Bagaimana tanggapan Gubernur Sulawesi Tengah Longki Djanggola yang juga Ketua DPD Gerindra Sulteng yang pada Pilkada Gubernur tahun 2011 lalu dipilih secara langsung oleh masyarakat Sulteng, atas mundurnya Ahok?

Longki belum memikirkan untuk mengikuti jejak Ahok mundur dari Gerindra. Kepada wartawan metrosuslteng, Longki mempertanyakan apa sebenarnya yang membuat Ahok mundur dari Gerindra.
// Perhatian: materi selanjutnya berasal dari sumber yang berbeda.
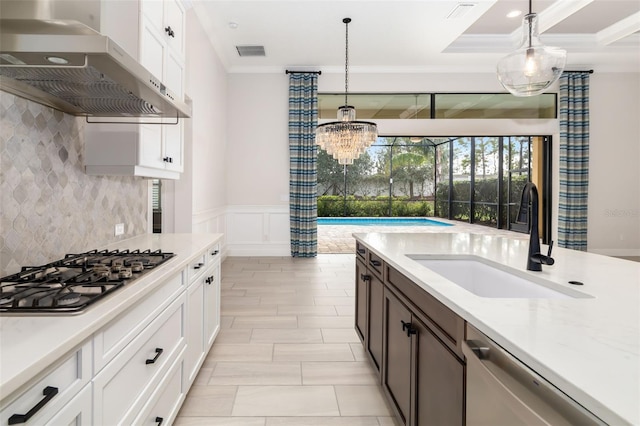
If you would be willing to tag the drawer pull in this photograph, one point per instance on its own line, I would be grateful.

“Kalau mundurnya Ahok karena kebijakan partai Gerindra ikut setuju dengan rancangan UU Pilkada, maka menurut saya itu urusan pribadi yang tersebut (Ahok),” sebut Longki.

Tambah Longki, sebagai bekas kader partai Ahok harus menerima resiko dipecat dari partai Gerindra dan juga secara gentlemen Ahok harus mundur dari jabatannya sekarang sebagai wakil gubernur DKI. Karena Ahok menjadi  kandidat Wagub atas dukungan partai Gerindra.

Seperti diketahui, bila RUU Pilkada tidak langsung disahkan. Maka, posisi Longki untuk melanjutkan diri sebagai gubernur Sulteng pada 2016 bisa terancam gagal. Pasalnya  partai tempat Longki bernaung hanya memperoleh 6 kursi, bersaing dengan PDIP, Demokrat yang juga 6 kursi. Sementara Golkar  sebanyak 7 kursi.